The magic is done in the copy constructor and the assignment operator. They increases and decreases the reference counter appropriately so that if you create a copy of the reference, the reference counter if incremented and if a reference is destroyed (goes outside of a scope where was declared) the counter is decreased. Finally, when the reference counter is 0 the object is deleted automatically.

Let's see this in action:

  1. void fill (ReferenceToObj< Buffer > buf)
  2. {
  3. const char *s = "Example content";
  4. buf->append (s, strlen(s));
  5. }
  6.  
  7. fill (ref);

After compiling and running the code we can see that the constructor of Buffer if invoked only once and no object copying/assignment is performed. The object is also destroyed properly. This will be also true if you insert the buffer (ref object int an STL container).

Remember to always pass ReferenceToObj by value, not as a reference or pointer because the whole idea will collapse, reference counter would not be maintained!

Performance


Of course such automagic comes with some cost.
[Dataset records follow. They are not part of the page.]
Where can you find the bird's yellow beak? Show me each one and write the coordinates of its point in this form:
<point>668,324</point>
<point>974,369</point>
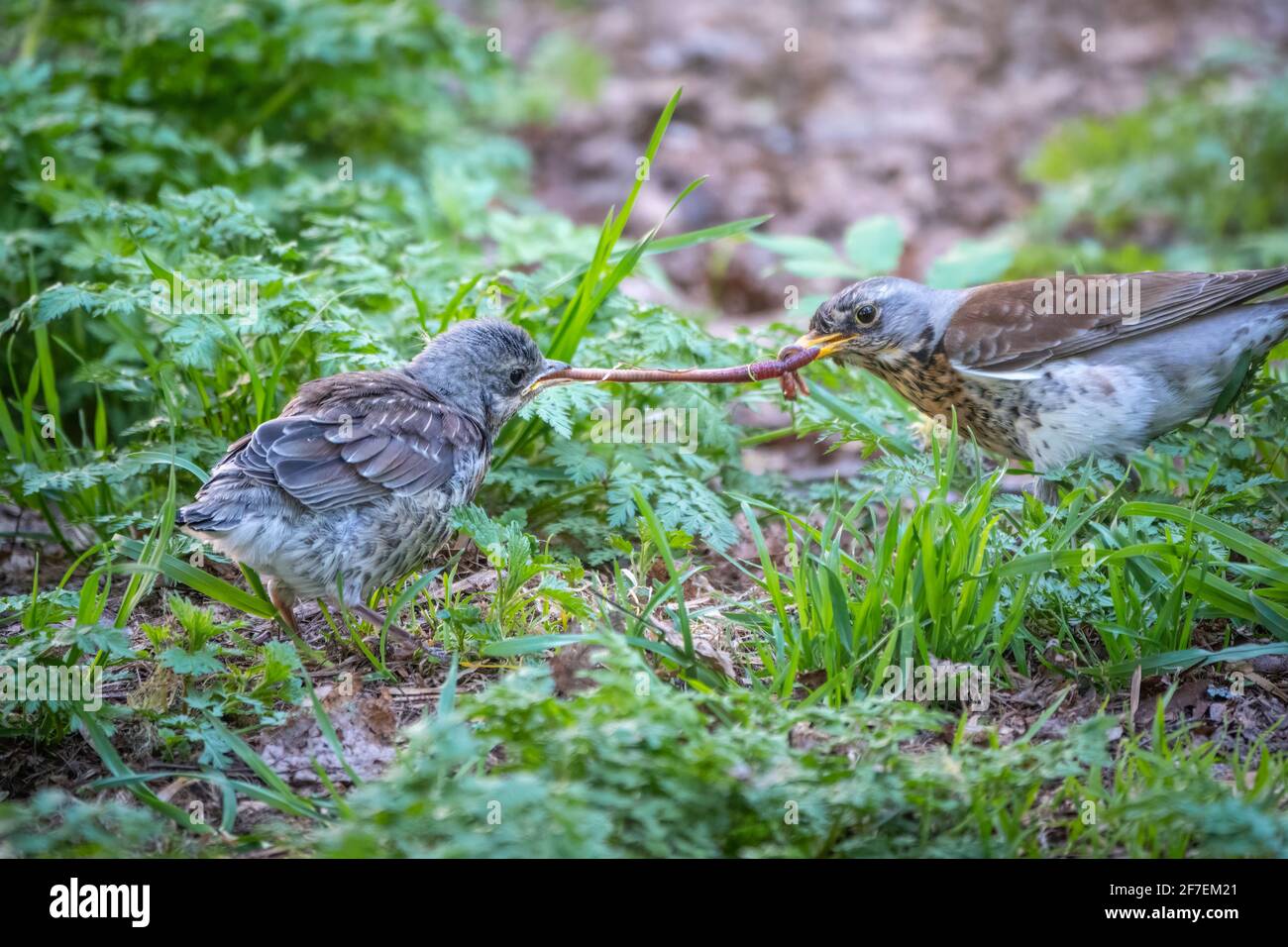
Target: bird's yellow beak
<point>825,344</point>
<point>550,375</point>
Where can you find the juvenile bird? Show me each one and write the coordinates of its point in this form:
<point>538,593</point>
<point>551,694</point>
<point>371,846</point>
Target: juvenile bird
<point>360,474</point>
<point>1055,369</point>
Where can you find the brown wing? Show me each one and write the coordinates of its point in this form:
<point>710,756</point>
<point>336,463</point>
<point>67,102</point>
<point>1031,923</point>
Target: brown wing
<point>334,451</point>
<point>1006,326</point>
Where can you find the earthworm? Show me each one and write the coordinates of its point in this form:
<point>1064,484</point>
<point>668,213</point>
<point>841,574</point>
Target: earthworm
<point>784,368</point>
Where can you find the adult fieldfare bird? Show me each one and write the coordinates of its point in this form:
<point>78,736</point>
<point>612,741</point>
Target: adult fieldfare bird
<point>359,476</point>
<point>1055,369</point>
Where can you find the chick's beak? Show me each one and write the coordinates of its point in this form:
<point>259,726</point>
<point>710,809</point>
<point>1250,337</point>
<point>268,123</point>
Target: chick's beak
<point>549,376</point>
<point>825,344</point>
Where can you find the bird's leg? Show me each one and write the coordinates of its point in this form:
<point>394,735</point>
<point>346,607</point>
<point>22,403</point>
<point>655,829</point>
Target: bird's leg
<point>1132,474</point>
<point>284,603</point>
<point>377,621</point>
<point>1046,491</point>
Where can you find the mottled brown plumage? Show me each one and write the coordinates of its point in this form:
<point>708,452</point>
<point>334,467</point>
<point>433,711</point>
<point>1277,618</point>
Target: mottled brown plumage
<point>1054,369</point>
<point>355,483</point>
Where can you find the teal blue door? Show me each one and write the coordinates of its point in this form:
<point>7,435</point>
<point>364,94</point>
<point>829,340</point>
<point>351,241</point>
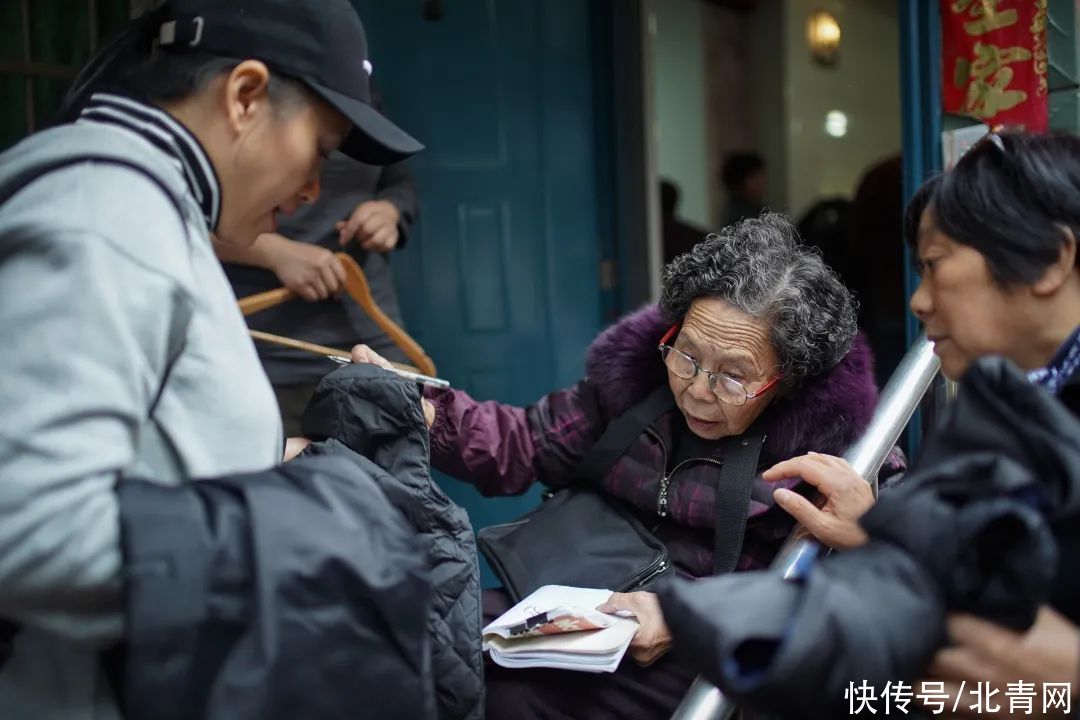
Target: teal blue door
<point>500,280</point>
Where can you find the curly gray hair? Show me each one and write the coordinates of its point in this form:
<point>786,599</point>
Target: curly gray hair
<point>760,267</point>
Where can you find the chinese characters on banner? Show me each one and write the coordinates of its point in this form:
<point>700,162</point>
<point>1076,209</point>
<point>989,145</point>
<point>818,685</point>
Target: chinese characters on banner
<point>994,60</point>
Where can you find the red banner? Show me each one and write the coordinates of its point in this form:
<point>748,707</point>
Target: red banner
<point>994,60</point>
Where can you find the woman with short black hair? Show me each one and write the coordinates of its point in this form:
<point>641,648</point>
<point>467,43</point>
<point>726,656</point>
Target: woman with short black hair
<point>127,370</point>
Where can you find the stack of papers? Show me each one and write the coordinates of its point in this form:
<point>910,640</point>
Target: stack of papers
<point>542,630</point>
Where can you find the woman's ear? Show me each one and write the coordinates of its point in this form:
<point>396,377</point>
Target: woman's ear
<point>246,94</point>
<point>1054,276</point>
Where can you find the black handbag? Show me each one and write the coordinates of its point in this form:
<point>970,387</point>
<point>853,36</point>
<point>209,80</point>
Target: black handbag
<point>584,539</point>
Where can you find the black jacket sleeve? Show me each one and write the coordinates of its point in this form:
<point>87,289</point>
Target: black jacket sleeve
<point>295,592</point>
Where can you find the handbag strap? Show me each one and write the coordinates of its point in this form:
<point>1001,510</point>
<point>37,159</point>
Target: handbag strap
<point>622,431</point>
<point>732,498</point>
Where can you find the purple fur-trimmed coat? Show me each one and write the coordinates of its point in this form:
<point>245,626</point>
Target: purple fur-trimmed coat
<point>503,449</point>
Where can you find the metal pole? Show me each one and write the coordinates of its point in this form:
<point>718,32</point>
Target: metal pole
<point>899,401</point>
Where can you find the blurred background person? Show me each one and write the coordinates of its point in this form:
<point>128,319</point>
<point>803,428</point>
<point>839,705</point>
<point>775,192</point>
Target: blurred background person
<point>679,235</point>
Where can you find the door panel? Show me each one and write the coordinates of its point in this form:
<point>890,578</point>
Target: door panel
<point>500,280</point>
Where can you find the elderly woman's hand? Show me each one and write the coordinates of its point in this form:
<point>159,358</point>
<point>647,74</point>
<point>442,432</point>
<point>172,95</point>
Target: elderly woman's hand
<point>365,354</point>
<point>995,656</point>
<point>652,638</point>
<point>847,498</point>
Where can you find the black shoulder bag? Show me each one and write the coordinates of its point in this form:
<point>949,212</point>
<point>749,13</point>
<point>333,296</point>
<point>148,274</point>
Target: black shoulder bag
<point>586,539</point>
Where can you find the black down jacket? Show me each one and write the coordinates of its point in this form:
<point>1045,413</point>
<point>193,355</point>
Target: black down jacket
<point>378,416</point>
<point>291,593</point>
<point>985,522</point>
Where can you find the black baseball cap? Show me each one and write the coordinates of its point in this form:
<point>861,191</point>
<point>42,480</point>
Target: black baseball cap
<point>319,42</point>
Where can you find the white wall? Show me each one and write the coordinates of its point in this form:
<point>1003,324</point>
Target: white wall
<point>678,84</point>
<point>864,84</point>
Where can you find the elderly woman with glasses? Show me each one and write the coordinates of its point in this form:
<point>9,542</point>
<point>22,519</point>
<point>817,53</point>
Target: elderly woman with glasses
<point>995,243</point>
<point>757,338</point>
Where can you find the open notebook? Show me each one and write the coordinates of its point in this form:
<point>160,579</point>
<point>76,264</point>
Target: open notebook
<point>598,650</point>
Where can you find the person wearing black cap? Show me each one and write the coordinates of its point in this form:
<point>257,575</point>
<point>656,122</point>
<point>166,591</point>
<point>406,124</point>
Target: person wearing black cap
<point>126,356</point>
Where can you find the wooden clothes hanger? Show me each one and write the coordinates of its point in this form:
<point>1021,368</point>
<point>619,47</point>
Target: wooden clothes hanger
<point>356,287</point>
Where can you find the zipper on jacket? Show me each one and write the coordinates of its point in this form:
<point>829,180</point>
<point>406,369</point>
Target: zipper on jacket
<point>666,477</point>
<point>659,569</point>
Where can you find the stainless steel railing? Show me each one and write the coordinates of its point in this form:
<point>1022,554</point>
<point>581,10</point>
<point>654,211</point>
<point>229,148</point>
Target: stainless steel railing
<point>899,399</point>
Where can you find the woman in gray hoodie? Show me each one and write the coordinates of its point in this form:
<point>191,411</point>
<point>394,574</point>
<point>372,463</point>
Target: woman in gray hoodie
<point>125,355</point>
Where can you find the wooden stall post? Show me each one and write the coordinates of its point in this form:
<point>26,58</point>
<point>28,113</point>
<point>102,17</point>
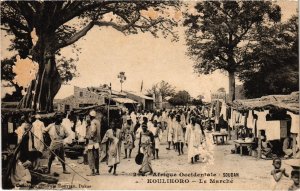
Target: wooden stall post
<point>294,145</point>
<point>259,145</point>
<point>229,132</point>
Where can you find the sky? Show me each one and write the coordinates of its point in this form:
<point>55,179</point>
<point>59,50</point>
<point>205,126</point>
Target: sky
<point>105,52</point>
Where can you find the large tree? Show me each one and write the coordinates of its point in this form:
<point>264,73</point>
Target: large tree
<point>222,34</point>
<point>277,65</point>
<point>162,88</point>
<point>41,29</point>
<point>180,98</point>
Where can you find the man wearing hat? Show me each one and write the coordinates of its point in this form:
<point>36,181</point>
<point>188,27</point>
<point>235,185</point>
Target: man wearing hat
<point>37,129</point>
<point>94,138</point>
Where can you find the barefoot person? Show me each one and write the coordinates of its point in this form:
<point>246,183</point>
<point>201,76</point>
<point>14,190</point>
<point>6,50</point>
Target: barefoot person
<point>277,174</point>
<point>178,135</point>
<point>128,138</point>
<point>146,145</point>
<point>92,149</point>
<point>57,135</point>
<point>111,141</point>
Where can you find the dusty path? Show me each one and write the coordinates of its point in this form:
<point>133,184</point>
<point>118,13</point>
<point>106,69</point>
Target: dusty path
<point>248,172</point>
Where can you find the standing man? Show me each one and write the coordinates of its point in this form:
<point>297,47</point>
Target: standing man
<point>37,130</point>
<point>94,138</point>
<point>57,135</point>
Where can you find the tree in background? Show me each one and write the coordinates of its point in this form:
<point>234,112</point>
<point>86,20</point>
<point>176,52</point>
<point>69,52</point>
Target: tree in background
<point>222,35</point>
<point>276,69</point>
<point>8,75</point>
<point>180,98</point>
<point>122,78</point>
<point>66,68</point>
<point>40,29</point>
<point>162,88</point>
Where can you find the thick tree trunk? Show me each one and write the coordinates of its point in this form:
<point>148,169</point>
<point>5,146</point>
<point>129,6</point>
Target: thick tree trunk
<point>42,90</point>
<point>231,86</point>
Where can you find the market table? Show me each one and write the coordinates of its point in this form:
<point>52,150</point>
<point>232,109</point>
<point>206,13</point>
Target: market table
<point>242,144</point>
<point>218,134</point>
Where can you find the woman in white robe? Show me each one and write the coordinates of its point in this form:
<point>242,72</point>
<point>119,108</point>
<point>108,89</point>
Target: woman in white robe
<point>194,140</point>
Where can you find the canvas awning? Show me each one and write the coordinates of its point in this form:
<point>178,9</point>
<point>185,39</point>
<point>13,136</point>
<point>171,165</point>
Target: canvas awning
<point>123,100</point>
<point>287,102</point>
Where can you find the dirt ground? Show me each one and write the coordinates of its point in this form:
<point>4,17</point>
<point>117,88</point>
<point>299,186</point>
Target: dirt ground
<point>242,172</point>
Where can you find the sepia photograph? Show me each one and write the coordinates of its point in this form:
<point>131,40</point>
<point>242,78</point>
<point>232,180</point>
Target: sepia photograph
<point>150,95</point>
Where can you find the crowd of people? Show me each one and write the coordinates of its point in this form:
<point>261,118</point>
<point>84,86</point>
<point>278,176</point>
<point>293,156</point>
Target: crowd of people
<point>144,130</point>
<point>138,133</point>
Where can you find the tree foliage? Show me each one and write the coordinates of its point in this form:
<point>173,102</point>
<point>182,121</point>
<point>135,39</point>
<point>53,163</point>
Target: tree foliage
<point>40,29</point>
<point>162,88</point>
<point>180,98</point>
<point>222,35</point>
<point>8,75</point>
<point>276,67</point>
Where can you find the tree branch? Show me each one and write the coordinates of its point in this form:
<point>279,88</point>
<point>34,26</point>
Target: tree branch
<point>76,36</point>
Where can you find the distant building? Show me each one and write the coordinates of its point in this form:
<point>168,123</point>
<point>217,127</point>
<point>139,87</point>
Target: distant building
<point>91,96</point>
<point>82,97</point>
<point>145,102</point>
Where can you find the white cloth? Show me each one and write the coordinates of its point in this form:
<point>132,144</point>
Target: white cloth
<point>10,127</point>
<point>20,131</point>
<point>81,130</point>
<point>223,111</point>
<point>178,132</point>
<point>295,123</point>
<point>67,125</point>
<point>187,133</point>
<point>250,120</point>
<point>170,130</point>
<point>194,141</point>
<point>133,118</point>
<point>138,133</point>
<point>37,130</point>
<point>164,117</point>
<point>261,122</point>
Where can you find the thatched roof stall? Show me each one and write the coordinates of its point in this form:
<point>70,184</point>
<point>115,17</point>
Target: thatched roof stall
<point>276,102</point>
<point>102,115</point>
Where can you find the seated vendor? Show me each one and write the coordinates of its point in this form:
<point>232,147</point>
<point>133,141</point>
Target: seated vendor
<point>266,148</point>
<point>243,132</point>
<point>287,146</point>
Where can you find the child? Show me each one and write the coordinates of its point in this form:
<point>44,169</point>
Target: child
<point>295,177</point>
<point>277,173</point>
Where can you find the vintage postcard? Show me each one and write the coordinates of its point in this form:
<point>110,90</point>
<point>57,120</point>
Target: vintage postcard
<point>150,95</point>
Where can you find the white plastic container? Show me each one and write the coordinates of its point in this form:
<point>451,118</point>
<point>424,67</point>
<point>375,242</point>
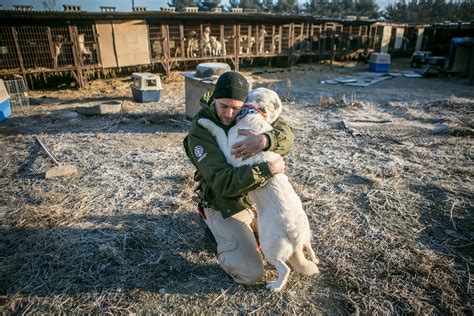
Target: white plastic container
<point>146,87</point>
<point>379,62</point>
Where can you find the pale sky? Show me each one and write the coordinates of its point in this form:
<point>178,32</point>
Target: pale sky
<point>121,5</point>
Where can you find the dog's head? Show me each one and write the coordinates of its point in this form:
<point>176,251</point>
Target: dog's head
<point>267,101</point>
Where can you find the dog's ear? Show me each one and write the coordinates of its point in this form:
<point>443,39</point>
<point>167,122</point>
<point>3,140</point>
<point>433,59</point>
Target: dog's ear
<point>266,100</point>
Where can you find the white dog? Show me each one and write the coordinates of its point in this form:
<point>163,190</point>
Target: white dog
<point>282,223</point>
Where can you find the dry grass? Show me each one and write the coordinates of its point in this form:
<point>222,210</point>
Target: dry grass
<point>392,223</point>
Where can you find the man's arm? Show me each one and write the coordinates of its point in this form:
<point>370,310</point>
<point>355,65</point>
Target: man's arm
<point>279,140</point>
<point>224,179</point>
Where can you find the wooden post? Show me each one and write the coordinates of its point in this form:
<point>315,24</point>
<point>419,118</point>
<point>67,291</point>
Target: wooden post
<point>77,56</point>
<point>97,46</point>
<point>273,39</point>
<point>222,38</point>
<point>183,38</point>
<point>166,49</point>
<point>237,46</point>
<point>280,39</point>
<point>18,51</point>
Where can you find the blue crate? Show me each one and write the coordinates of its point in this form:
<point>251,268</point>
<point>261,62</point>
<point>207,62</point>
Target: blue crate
<point>378,67</point>
<point>5,109</point>
<point>146,95</point>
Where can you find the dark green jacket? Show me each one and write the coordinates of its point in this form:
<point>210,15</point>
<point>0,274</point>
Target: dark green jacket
<point>222,186</point>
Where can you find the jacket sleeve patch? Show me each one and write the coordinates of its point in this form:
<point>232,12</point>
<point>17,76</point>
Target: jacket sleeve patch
<point>199,152</point>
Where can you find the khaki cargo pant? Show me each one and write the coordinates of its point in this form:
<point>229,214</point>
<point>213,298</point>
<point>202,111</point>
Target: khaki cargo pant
<point>236,245</point>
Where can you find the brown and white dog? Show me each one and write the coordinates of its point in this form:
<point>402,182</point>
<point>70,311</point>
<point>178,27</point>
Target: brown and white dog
<point>283,226</point>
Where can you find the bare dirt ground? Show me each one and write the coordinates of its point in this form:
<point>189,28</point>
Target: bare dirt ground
<point>388,191</point>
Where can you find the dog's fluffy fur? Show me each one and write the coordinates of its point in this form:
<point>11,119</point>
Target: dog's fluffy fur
<point>282,223</point>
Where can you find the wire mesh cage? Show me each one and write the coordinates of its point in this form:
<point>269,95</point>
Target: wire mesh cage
<point>61,46</point>
<point>87,44</point>
<point>18,92</point>
<point>174,40</point>
<point>155,32</point>
<point>229,39</point>
<point>35,47</point>
<point>192,40</point>
<point>285,39</point>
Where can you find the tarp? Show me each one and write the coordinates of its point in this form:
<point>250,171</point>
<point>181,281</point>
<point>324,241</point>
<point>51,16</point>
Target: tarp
<point>123,43</point>
<point>3,92</point>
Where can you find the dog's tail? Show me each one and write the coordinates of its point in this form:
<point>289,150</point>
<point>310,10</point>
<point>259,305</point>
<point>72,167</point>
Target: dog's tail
<point>303,265</point>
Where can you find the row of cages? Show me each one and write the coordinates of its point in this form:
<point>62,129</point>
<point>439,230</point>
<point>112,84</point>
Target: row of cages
<point>37,48</point>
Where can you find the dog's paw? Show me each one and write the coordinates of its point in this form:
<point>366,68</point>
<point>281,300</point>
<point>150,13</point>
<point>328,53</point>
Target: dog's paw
<point>274,287</point>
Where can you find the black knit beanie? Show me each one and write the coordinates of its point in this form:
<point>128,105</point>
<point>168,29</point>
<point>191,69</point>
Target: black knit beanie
<point>231,85</point>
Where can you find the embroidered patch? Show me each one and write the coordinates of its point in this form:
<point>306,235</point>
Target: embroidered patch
<point>198,151</point>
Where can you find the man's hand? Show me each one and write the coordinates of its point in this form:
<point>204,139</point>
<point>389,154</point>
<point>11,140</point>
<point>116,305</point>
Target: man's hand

How much? I've created a simple class that holds an integer and two functions: both incrementing the integer by one, but taking different arguments:

  1. void increment (ReferenceToObj< Bench > ref) throw ();
  2. void increment (Bench *ref) throw ();

The body of both functions is the same:

  1. ref->set (ref->get() + 1);

Then I'm running them few million times to measure the execution time. If compiled without optimization the pointer version executes about 4 times faster than using the reference. With optimization (but increment() functions are not inlined since whey are in different compilation unit than invoking code) it's about 2 times faster.

In practice You don't use techniques described in this article on such simple objects, so the performance drop will not be as big, this benchmark is the worst case. You can actually boost the performance by avoiding objects copying.

Further improvements


The code above may be improved for example by making it thread-safe to pass references between threads.

Classes and example code


You can download example code and full source of Referenced and ReferenceToObj classes below.

AttachmentSize
cpp_objects_reference_counting.tgz1.79 KB

Comments

ReferenceToObj (ReferenceToObj< T > &orig)

why the copy constructor takes non-const reference as a parameter?

The incRefCountint() method

The incRefCountint() method used in this constructor modifies the reference counter and is non constant.

Just the ticket for Microsoft COM objects

Microsoft component object model makes extensive use of reference counting and their sample code is simply painful to read with goto statements and macro's galore as they struggle to manage the counters on different paths. Sadly they don't use a common base class for the reference counting but with some minor adaptations the technique you describe here is helping me avoid software spaghetti junction hell! Thanks :o)

This was the most crisp and

This was the most crisp and precise explanation of reference counting. Thanks a ton

Spelling mistake

You made a spelling mistake in the following code:
bool operator= (const ReferenceToObj< T >&right)	
{
    return obj == right.obj;
}
The operator= should be operator==, like this:
bool operator== (const ReferenceToObj< T >&right)	
{
    return obj == right.obj;
}

You're right, thanks.

You're right, thanks.